By CultureBanx Team
- Lowe’s reported only 1.5% same-store sales growth in Q3
- Marvin Ellison is trying to make Lowe’s more competitive
Home improvement store Lowe’s (LOW -0.63%) continues to be riddled with problems as newly minted CEO Marvin Ellison discovered in its most recent business review. Does Ellison have a clear strategy for correcting the company’s issues?
Why This Matters: Just like his last role at the helm of JCPenney’s (JCP -0.76%) Ellison is once again being tasked with creating another turnaround plan for a struggling retailer. Lowe’s reported only 1.5% same-store sales growth, well below analysts estimates for a 2.8% increase. Shares of Lowe’s are down more than 5% year to date.

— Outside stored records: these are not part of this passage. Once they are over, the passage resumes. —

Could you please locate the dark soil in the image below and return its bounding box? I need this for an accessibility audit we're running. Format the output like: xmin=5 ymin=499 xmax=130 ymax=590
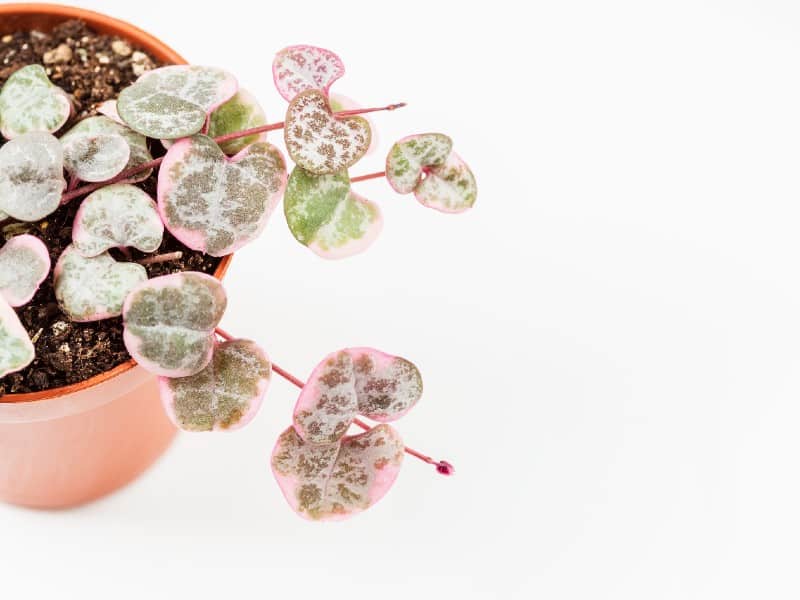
xmin=0 ymin=21 xmax=220 ymax=394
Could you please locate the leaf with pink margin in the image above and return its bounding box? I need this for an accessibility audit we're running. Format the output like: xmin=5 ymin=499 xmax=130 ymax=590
xmin=158 ymin=135 xmax=286 ymax=256
xmin=272 ymin=45 xmax=344 ymax=102
xmin=122 ymin=271 xmax=227 ymax=377
xmin=206 ymin=88 xmax=267 ymax=156
xmin=117 ymin=65 xmax=239 ymax=140
xmin=0 ymin=132 xmax=67 ymax=222
xmin=0 ymin=233 xmax=50 ymax=307
xmin=72 ymin=183 xmax=164 ymax=257
xmin=0 ymin=296 xmax=36 ymax=377
xmin=283 ymin=167 xmax=383 ymax=259
xmin=272 ymin=425 xmax=404 ymax=521
xmin=283 ymin=90 xmax=372 ymax=175
xmin=53 ymin=244 xmax=147 ymax=323
xmin=159 ymin=340 xmax=272 ymax=431
xmin=0 ymin=65 xmax=72 ymax=140
xmin=293 ymin=348 xmax=422 ymax=444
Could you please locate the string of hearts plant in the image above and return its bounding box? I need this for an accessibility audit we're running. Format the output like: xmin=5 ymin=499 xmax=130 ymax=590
xmin=0 ymin=46 xmax=476 ymax=519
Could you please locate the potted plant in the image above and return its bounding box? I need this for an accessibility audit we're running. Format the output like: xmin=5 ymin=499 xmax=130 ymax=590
xmin=0 ymin=5 xmax=476 ymax=519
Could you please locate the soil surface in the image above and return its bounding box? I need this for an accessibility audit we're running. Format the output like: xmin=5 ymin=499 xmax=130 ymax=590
xmin=0 ymin=21 xmax=220 ymax=395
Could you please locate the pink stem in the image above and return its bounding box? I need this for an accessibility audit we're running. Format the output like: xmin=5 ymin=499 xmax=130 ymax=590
xmin=216 ymin=327 xmax=456 ymax=475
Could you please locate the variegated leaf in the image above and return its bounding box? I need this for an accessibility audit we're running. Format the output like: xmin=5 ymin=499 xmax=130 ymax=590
xmin=283 ymin=90 xmax=372 ymax=175
xmin=272 ymin=425 xmax=404 ymax=521
xmin=0 ymin=234 xmax=50 ymax=306
xmin=0 ymin=132 xmax=67 ymax=221
xmin=208 ymin=89 xmax=267 ymax=156
xmin=61 ymin=116 xmax=153 ymax=183
xmin=122 ymin=271 xmax=227 ymax=377
xmin=0 ymin=65 xmax=72 ymax=140
xmin=386 ymin=133 xmax=453 ymax=194
xmin=158 ymin=135 xmax=286 ymax=256
xmin=53 ymin=245 xmax=147 ymax=323
xmin=293 ymin=348 xmax=422 ymax=444
xmin=72 ymin=183 xmax=164 ymax=257
xmin=283 ymin=167 xmax=383 ymax=259
xmin=117 ymin=65 xmax=238 ymax=139
xmin=0 ymin=296 xmax=36 ymax=377
xmin=272 ymin=45 xmax=344 ymax=102
xmin=159 ymin=340 xmax=272 ymax=431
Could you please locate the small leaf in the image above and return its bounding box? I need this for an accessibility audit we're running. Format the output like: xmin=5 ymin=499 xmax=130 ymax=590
xmin=0 ymin=132 xmax=67 ymax=221
xmin=386 ymin=133 xmax=453 ymax=194
xmin=117 ymin=65 xmax=238 ymax=139
xmin=0 ymin=65 xmax=72 ymax=140
xmin=159 ymin=340 xmax=272 ymax=431
xmin=272 ymin=45 xmax=344 ymax=102
xmin=61 ymin=116 xmax=153 ymax=183
xmin=0 ymin=296 xmax=36 ymax=377
xmin=208 ymin=89 xmax=267 ymax=156
xmin=272 ymin=425 xmax=404 ymax=521
xmin=53 ymin=245 xmax=147 ymax=323
xmin=0 ymin=234 xmax=50 ymax=306
xmin=283 ymin=167 xmax=383 ymax=258
xmin=122 ymin=271 xmax=227 ymax=377
xmin=284 ymin=90 xmax=372 ymax=175
xmin=72 ymin=183 xmax=164 ymax=257
xmin=158 ymin=135 xmax=286 ymax=256
xmin=294 ymin=348 xmax=422 ymax=444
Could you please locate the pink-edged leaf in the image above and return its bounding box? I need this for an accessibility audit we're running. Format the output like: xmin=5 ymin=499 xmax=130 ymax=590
xmin=283 ymin=90 xmax=372 ymax=175
xmin=158 ymin=135 xmax=286 ymax=256
xmin=53 ymin=245 xmax=147 ymax=323
xmin=0 ymin=234 xmax=50 ymax=306
xmin=0 ymin=132 xmax=67 ymax=221
xmin=272 ymin=45 xmax=344 ymax=102
xmin=272 ymin=425 xmax=404 ymax=521
xmin=122 ymin=271 xmax=227 ymax=377
xmin=117 ymin=65 xmax=239 ymax=139
xmin=159 ymin=340 xmax=272 ymax=431
xmin=0 ymin=65 xmax=72 ymax=140
xmin=72 ymin=183 xmax=164 ymax=257
xmin=283 ymin=167 xmax=383 ymax=259
xmin=293 ymin=348 xmax=422 ymax=444
xmin=0 ymin=296 xmax=36 ymax=377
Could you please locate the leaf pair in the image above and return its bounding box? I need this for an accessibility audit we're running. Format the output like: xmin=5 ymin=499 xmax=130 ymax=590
xmin=272 ymin=348 xmax=422 ymax=520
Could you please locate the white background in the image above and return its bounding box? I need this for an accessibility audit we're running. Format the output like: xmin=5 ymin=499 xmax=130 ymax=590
xmin=7 ymin=0 xmax=800 ymax=600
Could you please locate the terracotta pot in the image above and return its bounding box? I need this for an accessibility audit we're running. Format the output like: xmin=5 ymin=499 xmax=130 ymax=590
xmin=0 ymin=4 xmax=230 ymax=508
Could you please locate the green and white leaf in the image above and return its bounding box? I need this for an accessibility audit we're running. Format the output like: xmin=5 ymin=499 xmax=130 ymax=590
xmin=72 ymin=183 xmax=164 ymax=257
xmin=208 ymin=89 xmax=267 ymax=156
xmin=0 ymin=132 xmax=67 ymax=221
xmin=283 ymin=167 xmax=383 ymax=258
xmin=0 ymin=65 xmax=72 ymax=140
xmin=117 ymin=65 xmax=238 ymax=139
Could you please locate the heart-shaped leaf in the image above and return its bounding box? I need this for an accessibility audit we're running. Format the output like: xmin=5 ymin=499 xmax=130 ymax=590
xmin=294 ymin=348 xmax=422 ymax=444
xmin=122 ymin=271 xmax=227 ymax=377
xmin=53 ymin=245 xmax=147 ymax=322
xmin=386 ymin=133 xmax=453 ymax=194
xmin=0 ymin=234 xmax=50 ymax=306
xmin=117 ymin=65 xmax=238 ymax=140
xmin=61 ymin=116 xmax=153 ymax=182
xmin=284 ymin=90 xmax=372 ymax=175
xmin=0 ymin=296 xmax=36 ymax=377
xmin=0 ymin=132 xmax=67 ymax=221
xmin=208 ymin=89 xmax=267 ymax=156
xmin=159 ymin=340 xmax=272 ymax=431
xmin=0 ymin=65 xmax=72 ymax=140
xmin=272 ymin=425 xmax=404 ymax=520
xmin=283 ymin=167 xmax=383 ymax=258
xmin=72 ymin=183 xmax=164 ymax=257
xmin=272 ymin=45 xmax=344 ymax=102
xmin=158 ymin=135 xmax=286 ymax=256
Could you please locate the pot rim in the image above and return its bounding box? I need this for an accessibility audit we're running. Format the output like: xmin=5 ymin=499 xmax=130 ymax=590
xmin=0 ymin=3 xmax=233 ymax=404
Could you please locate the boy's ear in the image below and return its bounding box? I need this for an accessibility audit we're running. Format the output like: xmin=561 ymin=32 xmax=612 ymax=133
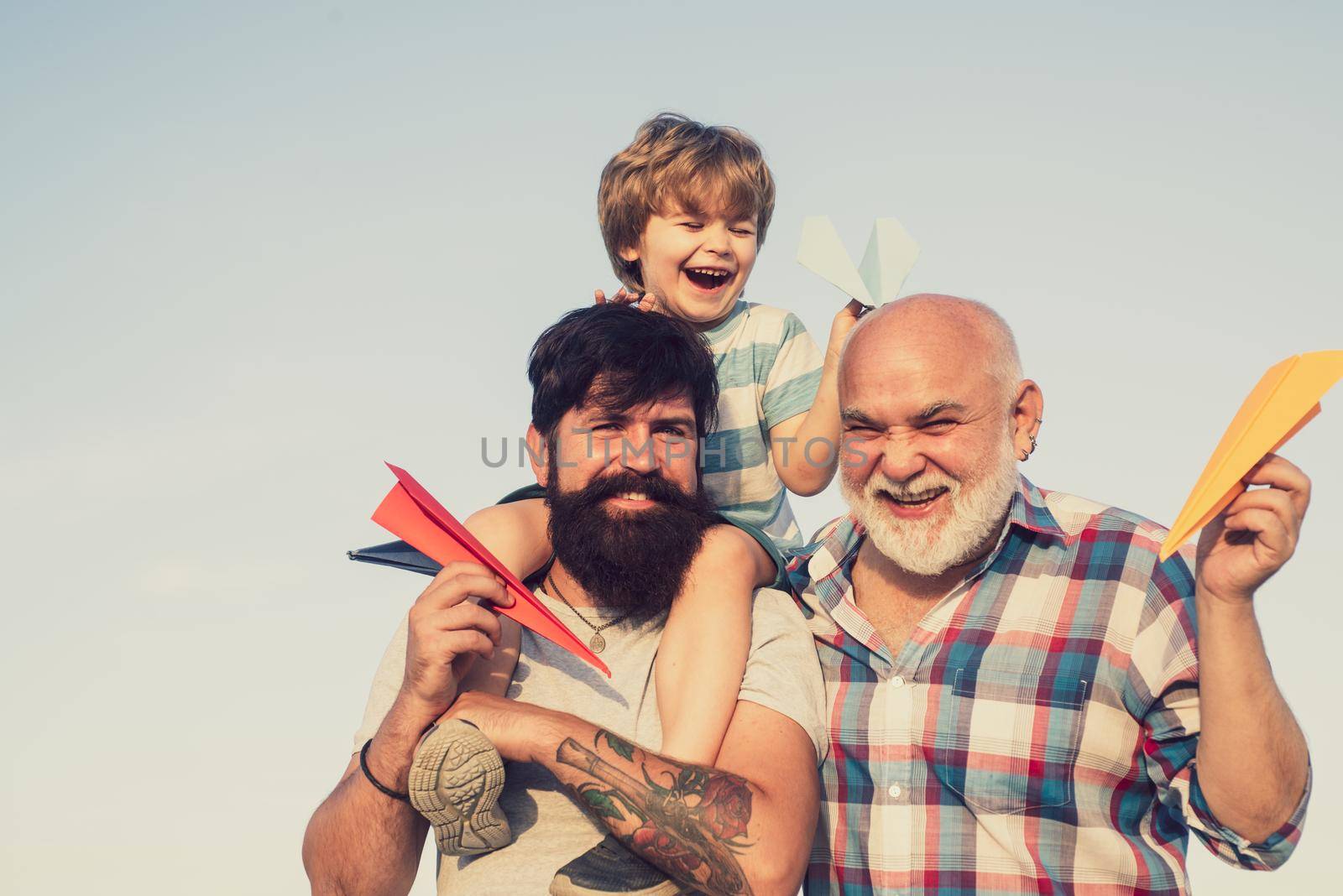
xmin=526 ymin=424 xmax=551 ymax=488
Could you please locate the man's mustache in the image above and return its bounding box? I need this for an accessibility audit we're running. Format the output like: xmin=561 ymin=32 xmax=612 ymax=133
xmin=582 ymin=473 xmax=692 ymax=507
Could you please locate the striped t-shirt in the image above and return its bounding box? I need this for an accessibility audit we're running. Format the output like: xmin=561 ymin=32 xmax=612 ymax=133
xmin=701 ymin=300 xmax=824 ymax=549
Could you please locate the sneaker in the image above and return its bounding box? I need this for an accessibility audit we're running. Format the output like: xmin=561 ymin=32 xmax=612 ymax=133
xmin=410 ymin=719 xmax=513 ymax=856
xmin=551 ymin=834 xmax=687 ymax=896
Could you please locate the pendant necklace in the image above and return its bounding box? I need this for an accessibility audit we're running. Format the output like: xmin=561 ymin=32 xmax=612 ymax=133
xmin=546 ymin=574 xmax=629 ymax=654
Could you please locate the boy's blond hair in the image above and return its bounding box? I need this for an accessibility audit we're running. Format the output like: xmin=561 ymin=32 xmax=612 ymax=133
xmin=596 ymin=112 xmax=774 ymax=293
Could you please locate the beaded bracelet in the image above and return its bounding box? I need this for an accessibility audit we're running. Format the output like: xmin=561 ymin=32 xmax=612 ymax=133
xmin=358 ymin=737 xmax=411 ymax=802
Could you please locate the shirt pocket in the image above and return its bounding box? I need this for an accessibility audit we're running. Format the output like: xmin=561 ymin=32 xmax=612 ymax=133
xmin=932 ymin=667 xmax=1090 ymax=814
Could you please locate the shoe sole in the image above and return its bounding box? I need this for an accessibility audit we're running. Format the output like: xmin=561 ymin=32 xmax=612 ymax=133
xmin=410 ymin=721 xmax=513 ymax=856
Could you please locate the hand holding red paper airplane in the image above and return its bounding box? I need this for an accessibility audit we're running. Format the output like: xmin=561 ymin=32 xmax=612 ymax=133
xmin=1197 ymin=455 xmax=1311 ymax=603
xmin=401 ymin=562 xmax=513 ymax=717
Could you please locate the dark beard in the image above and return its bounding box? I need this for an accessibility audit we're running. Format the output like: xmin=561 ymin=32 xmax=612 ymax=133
xmin=546 ymin=472 xmax=719 ymax=623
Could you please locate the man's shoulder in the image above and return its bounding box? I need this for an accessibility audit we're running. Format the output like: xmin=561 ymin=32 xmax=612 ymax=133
xmin=1039 ymin=488 xmax=1168 ymax=551
xmin=1039 ymin=488 xmax=1194 ymax=603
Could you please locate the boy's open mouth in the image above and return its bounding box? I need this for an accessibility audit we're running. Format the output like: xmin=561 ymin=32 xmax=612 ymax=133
xmin=683 ymin=267 xmax=732 ymax=291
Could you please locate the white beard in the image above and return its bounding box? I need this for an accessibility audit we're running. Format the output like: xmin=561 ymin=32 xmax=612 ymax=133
xmin=839 ymin=440 xmax=1018 ymax=576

“[O]ur inefficient reset process continued to create disruption in our stores and contributed to out-of-stocks. In fact, all of our categories with negative comps, millwork, paint, fashion fixtures and flooring, were pressured by poorly-executed resets” said Ellison on the company’s Q3 earnings call.
Every analyst on the street hasn’t counted Lowe’s out just yet
Every analyst on the street hasn’t counted Lowe’s out just yet. “While disappointing Q3 results reinforce the view that considerable issues remain, we are still encouraged that the new leadership is setting the stage for a multi-year turnaround,” wrote Wells Fargo analysts led by Zachary Fadem.
Situational Awareness: Ellison seems more than willing to make some big changes to help Lowe’s become more competitive, especially against its arch nemesis Home Depot (HD -0.27%). Typically Home Depot has higher sales per square foot than Lowe’s, something Ellison plans to combat by not just randomly hiring more people. The company has already announced its closing dozens of underperforming stores including the 99 Orchard Supply Hardware stores they own in California, Oregon and Florida by the end of the fiscal year.